On va maintenant nous proposer lundi soir, de voter une convention temporaire d'occupation du domaine public avec... Vert Marine !
Le groupe des élus Mont-St-Aignan Autrement auquel j'appartiens, conserve depuis de début de l'affaire, la distance nécessaire (d'autant que nous ne sommes pas nous même des « fanatiques » du golf, pour des raisons notamment écologiques).
Aujourd'hui, nos réserves se confirment :
Une association sportive (qui n'est pas une entreprise, il faut le rappeler!) a été manifestement méprisée par la mairie. Dans un courrier du 18 octobre dernier, le Président de l'association nous indiquait que ses propositions sont restées lettre morte depuis le lancement de la procédure d'appel d'offre, en décembre 2005. Le moins que l'on puisse dire, c'est que cette façon de traiter une association n'est pas un exemple pour la démocratie locale !
Les argumentaires précis, présentés par l'association (notamment le maintien de l'équilibre budgétaire de l'exploitation du golf sans faire appel aux impôts des habitants) restent sans réponse, à l'instar de nos interrogations sur le montant des indemnités que la ville devra verser à l'association évincée...

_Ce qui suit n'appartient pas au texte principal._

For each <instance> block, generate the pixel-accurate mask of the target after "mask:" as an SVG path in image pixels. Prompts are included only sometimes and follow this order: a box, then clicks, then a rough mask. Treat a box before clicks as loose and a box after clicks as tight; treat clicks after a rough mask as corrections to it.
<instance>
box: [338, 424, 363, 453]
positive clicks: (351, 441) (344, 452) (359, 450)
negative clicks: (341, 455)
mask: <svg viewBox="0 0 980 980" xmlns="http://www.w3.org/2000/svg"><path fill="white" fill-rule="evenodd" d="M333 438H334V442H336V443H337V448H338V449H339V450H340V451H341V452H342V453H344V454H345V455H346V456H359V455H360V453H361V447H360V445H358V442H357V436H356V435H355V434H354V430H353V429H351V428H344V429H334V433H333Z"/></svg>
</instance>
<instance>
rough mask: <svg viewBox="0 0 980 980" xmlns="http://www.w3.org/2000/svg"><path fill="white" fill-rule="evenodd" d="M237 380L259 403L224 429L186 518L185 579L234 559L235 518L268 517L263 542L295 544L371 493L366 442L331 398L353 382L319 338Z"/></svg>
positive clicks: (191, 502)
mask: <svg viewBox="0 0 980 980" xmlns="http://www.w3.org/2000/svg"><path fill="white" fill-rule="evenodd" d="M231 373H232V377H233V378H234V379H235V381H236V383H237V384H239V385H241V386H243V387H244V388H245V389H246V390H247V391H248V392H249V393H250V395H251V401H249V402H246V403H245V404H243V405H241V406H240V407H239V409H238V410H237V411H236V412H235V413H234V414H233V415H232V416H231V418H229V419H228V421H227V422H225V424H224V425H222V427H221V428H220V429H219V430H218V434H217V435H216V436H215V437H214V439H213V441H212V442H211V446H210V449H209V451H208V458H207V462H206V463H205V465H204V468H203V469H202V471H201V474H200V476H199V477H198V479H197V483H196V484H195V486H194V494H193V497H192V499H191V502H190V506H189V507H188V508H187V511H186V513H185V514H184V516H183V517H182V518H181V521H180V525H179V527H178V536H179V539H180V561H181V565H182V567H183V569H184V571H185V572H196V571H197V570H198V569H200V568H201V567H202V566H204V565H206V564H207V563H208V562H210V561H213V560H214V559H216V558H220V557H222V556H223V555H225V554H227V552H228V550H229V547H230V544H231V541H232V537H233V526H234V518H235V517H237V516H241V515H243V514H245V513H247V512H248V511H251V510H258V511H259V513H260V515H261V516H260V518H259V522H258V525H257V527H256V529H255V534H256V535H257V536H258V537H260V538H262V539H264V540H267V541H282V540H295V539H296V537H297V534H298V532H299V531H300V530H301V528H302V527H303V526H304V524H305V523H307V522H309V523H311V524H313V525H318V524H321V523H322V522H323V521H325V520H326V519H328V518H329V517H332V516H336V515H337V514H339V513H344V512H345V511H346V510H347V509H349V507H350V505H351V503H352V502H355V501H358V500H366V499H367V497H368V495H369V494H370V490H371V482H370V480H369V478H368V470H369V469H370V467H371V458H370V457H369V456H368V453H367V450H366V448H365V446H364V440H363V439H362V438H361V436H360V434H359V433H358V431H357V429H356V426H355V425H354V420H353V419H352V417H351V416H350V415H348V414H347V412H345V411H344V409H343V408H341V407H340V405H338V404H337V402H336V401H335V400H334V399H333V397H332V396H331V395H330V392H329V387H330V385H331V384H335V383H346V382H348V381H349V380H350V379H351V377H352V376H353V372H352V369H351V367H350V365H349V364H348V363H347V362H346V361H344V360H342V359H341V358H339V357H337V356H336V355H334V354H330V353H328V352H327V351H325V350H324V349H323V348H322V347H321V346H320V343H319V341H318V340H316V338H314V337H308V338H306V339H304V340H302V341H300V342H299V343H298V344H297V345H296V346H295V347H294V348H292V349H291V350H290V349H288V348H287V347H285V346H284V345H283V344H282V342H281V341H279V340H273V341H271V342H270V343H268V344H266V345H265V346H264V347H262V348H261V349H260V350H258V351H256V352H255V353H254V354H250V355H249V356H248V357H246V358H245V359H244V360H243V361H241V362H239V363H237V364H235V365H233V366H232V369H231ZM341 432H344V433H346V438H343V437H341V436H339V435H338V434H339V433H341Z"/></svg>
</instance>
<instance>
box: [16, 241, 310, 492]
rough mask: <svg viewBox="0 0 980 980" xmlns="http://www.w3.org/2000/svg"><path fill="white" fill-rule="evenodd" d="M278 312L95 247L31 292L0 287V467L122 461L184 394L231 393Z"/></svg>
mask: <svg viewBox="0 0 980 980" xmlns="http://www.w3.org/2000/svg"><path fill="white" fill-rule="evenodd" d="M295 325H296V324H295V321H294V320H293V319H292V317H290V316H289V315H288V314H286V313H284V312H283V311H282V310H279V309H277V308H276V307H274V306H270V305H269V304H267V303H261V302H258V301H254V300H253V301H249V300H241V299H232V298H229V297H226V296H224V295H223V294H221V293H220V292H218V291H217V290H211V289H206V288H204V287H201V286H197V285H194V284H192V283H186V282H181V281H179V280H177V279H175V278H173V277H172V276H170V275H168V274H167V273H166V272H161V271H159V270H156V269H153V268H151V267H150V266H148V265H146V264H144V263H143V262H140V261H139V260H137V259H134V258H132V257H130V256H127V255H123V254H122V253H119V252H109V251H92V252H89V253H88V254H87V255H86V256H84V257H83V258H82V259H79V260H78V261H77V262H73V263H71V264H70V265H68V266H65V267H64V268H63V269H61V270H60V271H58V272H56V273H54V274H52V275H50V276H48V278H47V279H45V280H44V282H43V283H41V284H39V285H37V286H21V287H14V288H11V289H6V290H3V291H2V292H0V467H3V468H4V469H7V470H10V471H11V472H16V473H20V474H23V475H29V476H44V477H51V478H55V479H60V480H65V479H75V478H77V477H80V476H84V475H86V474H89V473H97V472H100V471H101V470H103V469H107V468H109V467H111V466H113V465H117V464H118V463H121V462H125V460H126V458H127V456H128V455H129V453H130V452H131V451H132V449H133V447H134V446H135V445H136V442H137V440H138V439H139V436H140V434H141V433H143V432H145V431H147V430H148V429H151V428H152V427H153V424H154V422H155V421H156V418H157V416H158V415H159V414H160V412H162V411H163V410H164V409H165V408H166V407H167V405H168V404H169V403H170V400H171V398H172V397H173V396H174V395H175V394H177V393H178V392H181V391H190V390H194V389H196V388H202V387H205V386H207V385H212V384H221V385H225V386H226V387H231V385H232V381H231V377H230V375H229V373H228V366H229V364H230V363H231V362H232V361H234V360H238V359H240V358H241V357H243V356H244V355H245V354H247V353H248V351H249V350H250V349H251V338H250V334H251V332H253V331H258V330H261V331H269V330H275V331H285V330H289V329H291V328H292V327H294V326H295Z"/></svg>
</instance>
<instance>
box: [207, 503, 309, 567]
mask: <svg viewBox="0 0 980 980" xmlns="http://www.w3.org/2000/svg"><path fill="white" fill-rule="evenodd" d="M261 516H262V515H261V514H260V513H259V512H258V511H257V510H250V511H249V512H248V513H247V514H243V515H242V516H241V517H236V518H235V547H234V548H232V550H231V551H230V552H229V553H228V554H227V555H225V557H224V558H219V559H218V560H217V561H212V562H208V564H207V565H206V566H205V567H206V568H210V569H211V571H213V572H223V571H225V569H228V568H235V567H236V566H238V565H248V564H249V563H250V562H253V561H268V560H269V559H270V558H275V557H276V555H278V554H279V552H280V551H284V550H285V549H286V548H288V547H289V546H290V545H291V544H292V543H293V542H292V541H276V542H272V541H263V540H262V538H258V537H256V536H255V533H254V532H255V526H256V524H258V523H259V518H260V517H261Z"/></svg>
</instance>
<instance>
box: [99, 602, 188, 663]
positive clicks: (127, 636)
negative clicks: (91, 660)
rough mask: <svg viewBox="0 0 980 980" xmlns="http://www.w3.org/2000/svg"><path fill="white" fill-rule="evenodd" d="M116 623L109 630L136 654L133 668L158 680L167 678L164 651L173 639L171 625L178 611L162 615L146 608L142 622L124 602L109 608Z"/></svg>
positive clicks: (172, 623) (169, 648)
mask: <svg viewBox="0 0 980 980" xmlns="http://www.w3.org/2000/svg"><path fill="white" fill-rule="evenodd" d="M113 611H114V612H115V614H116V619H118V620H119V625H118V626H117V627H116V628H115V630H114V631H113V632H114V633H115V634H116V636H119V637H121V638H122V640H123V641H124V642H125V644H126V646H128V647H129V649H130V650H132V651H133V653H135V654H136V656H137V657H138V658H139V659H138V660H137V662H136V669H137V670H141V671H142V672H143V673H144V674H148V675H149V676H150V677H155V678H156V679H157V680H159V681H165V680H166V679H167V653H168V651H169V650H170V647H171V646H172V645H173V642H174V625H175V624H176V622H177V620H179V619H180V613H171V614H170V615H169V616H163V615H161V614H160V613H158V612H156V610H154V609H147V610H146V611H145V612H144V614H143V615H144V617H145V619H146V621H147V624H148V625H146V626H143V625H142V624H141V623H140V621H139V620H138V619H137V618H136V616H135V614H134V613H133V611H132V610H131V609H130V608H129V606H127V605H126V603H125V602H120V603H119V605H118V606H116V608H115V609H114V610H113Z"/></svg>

Pourquoi n'avoir pas pris la peine, il y a 2 ans, puisqu'il était connu de tous que la convention d'occupation arrivait à son terme, de discuter avec l'association pour intégrer les exigences de la collectivité par rapport à la gestion de cet équipement sportif ?
Lundi, à l'occasion du conseil municipal, nous renouvèlerons nos questions. Parce que la démocratie commence par le dialogue et la transparence, gageons que nous obtiendrons des réponses.